= Wolfgang Stoerchle =

German-American conceptual artist

Wolfgang Eberhard Stoerchle (born Störchle; January 17, 1944 – March 14, 1976) was a German-American conceptual artist known for influential performance and video works made in Southern California in the 1970s.

==Early life and education==
Stoerchle was born in Titisee-Neustadt, Germany, during World War II. He moved with his family to Toronto, Ontario, Canada as a teenager in 1959. In 1962, he spent ten months riding through the United States on horseback with his brother, Peter, arriving in Los Angeles and living there in 1963–64.

He went to college at the University of Oklahoma from 1964 to 1968 and began graduate work at the University of California, Santa Barbara, earning an M.F.A. in 1968. He became a naturalized citizen in Oklahoma. During this time he performed in California with fellow artists Miles Varner and Daniel Lentz in a group called California Time Machine.

==Career==
In 1970, he began teaching in the Post-Studio Art program at California Institute of the Arts, where his fellow instructors included Allan Kaprow and Nam June Paik. His teaching assistant was Jack Goldstein.
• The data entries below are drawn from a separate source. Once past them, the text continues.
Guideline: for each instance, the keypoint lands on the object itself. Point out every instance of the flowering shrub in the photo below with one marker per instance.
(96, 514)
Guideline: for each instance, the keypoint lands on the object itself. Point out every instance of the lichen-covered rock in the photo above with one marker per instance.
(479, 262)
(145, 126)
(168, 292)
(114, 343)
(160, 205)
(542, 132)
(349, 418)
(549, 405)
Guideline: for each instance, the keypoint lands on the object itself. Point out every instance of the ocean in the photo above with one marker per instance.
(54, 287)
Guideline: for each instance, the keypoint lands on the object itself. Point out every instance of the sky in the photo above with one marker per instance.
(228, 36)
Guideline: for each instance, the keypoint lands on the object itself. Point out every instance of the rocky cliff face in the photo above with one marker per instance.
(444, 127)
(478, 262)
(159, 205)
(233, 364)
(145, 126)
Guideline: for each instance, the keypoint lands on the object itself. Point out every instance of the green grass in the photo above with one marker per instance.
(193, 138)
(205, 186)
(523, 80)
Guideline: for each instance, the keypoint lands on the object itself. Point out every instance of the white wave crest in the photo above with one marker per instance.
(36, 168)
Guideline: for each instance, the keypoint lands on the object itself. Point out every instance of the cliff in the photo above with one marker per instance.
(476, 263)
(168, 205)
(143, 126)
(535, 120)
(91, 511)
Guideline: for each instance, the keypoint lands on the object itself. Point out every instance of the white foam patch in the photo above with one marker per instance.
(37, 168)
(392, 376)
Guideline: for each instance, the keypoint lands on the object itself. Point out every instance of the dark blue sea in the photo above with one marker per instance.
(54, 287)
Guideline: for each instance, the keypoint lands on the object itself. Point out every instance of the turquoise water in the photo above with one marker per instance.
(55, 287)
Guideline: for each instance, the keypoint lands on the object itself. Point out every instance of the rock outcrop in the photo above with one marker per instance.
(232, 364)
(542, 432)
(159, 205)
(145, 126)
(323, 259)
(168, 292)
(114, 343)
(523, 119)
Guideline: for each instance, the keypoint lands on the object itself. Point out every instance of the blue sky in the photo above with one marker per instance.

In 1972, Stoerchle made a controversial performance at the Pomona College Museum of Art in which he urinated on a rug in the gallery. Backlash to the performance from the college's more socially conservative administration led to a mass resignation of the art faculty.

==Death==
Stoerchle moved to New Mexico in the fall of 1975. He died six months later after a car accident, age 32. He was survived by his wife, Carol.